TrueNAS and RDMA and Win11 Workstation

inno173

Dabbler
Joined
Jul 3, 2022
Messages
17
Dear All,

I am new to the forum , but experienced with TN before. TN is a nice soft indeed!

I am preparing a lab test with TN 13 Core and Win11 Workstation , the target is to test out the peak cap of Win11 Workstation RDMA support with TrueNAS.

There are little rumor that TN 13 Core got hidden supporting on RDMA , just have not officially released yet.

I am going to test this out with results share.

Here is my lab test device list:
Server
1. HP DL380 G9 with 2670 v3 x 2
2. 64G DDR4 2133 Ram.
3. 200G 12Gbps SAS SSD drive x 8 in ZFS Z1
4. HP H240 HBA Card

Network
5. HP 544+ FLR 40G Dual port Adapter (equivalent to ConnectX-3 Pro which support RDMA and RoCE v2) on HPE G9 Server
6. Chelsio T580 Dual 40G RDMA NIC on Win11 workstation (with the workstation is running Xeon Silver)
7. DAC 40G Cabling in pair (will try to Aggregate)

I have known about the windows SMB Direct (RDMA) transfer cap is 2.4GB/s max with Win10 Workstation between 2 workstations direct connected.

However this time i am trying with Win11 Workstation with TrueNAS latest build and see if RDMA working fine.

I will keep this lab test posted.
 

mav@

iXsystems
iXsystems
Joined
Sep 29, 2011
Messages
1,428
TrueNAS 13 got many improvements, including performance ones, but unfortunately still no RDMA.
 

inno173

Dabbler
Joined
Jul 3, 2022
Messages
17
mav , thanks for heads up... sad that not yet support RDMA , any roadmap that RDMA will be supported with sooner release?

some of my parts are arrived ... sharing some photos shortly
 

inno173

Dabbler
Joined
Jul 3, 2022
Messages
17
Some Small Parts arrived today.

Big one having some delays. Will post when arrives.

Cheers. :smile:


Image from iOS (4).jpg
Image from iOS (8).jpg
Image from iOS (7).jpg
Image from iOS (5).jpg
Image from iOS (6).jpg
 

inno173

Dabbler
Joined
Jul 3, 2022
Messages
17
I have finally done all config and setup on my lab, the result are yet not reach my expected.

I have replaced the T580 on the windows machine which costing very slow write speed to NAS , After replace to ConnectX-3Pro the network bottleneck solved.

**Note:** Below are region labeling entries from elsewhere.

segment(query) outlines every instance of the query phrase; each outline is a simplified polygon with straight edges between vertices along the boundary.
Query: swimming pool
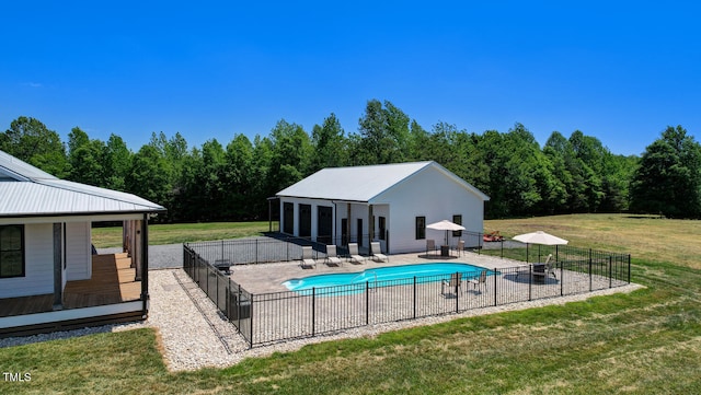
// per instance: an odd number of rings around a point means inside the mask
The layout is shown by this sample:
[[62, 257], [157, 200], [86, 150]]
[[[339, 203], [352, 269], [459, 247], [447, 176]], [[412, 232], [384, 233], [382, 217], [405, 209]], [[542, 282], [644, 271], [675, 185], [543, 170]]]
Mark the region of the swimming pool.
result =
[[[314, 288], [353, 286], [344, 293], [363, 291], [366, 287], [394, 286], [440, 281], [450, 278], [455, 272], [462, 274], [462, 279], [475, 278], [485, 270], [483, 267], [469, 264], [433, 263], [402, 266], [387, 266], [367, 269], [360, 272], [337, 272], [289, 279], [283, 284], [290, 291], [306, 291]], [[493, 275], [487, 270], [487, 276]], [[307, 293], [307, 292], [304, 292]]]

notes , jumbo frame 9014 is configurated for able to reach this performance.

iperf3 result:

The iperf3 with multi thread is only able to reach max 20.5Gbps. While single thread is only around 14.5Gbps. However after 1 night of sitting the NAS server , and do the iperf3 again. the speed drops around 40% unless reboot the server.

photo with single thread:
1657321027872.png


Photo with performance drop from 20.5Gbps to only around 9Gbps after 1 single night of sitting of the NAS. And the iperf3 hangs in the middle unless reboot the TN server.

iSCSI result:

iSCSI result is acceptable , however , the bottleneck i believe is at the network which capped around 20Gbps. And i do believe that the SLOG and cache would also affecting. Result photo as below:

1657321224358.png


CPU Utilization is around 6% on the TNC 13 while transfer.

Next Step:

I am going to add a NVMe SLOG and possible L2ARC to the TNC 13 , and see if any performance boost. I will have my upgrades parts on hand in couples of hours. Will keep the thread posted.

Question:
1.

Are there any chance that i can reach more close to 40G speed with existing hardware? or changing of hardware is a must? I dont think the CPU is affecting since the utilization is only around 6% during the transfer.

2.
As i am having limited PCIe slots , are there a alternative options to install the TNC 13 in a TF card which available on the server?

3.
I am running win11 pro with SMB direct feature enabled. Does anyone suggest me to try with Win 11 Workstation which heard that the Workstation version for W11 having some optimize with SMB v3 , like multi path .. etc.
 

mav@

iXsystems
iXsystems
Joined
Sep 29, 2011
Messages
1,428
Chelsio NICs are usually pretty hot and require active airflow. Make sure you are not cooking one alive. Make sure your desktop has fan there. 12Gbps is definitely low. I think you should be able to get close to the 40Gbps with properly set up test. I'd try to look on per-core CPU utilization on both Windows and TrueNAS sides (`top -SHIz`). With single connection workloads it is very easy to get single core bottleneck, especially if CPU frequency is not very high.
 

inno173

Dabbler
Joined
Jul 3, 2022
Messages
17
hm .. thx mav for ur reply

done the top with below result, it seems not CPU issue for the slow performance.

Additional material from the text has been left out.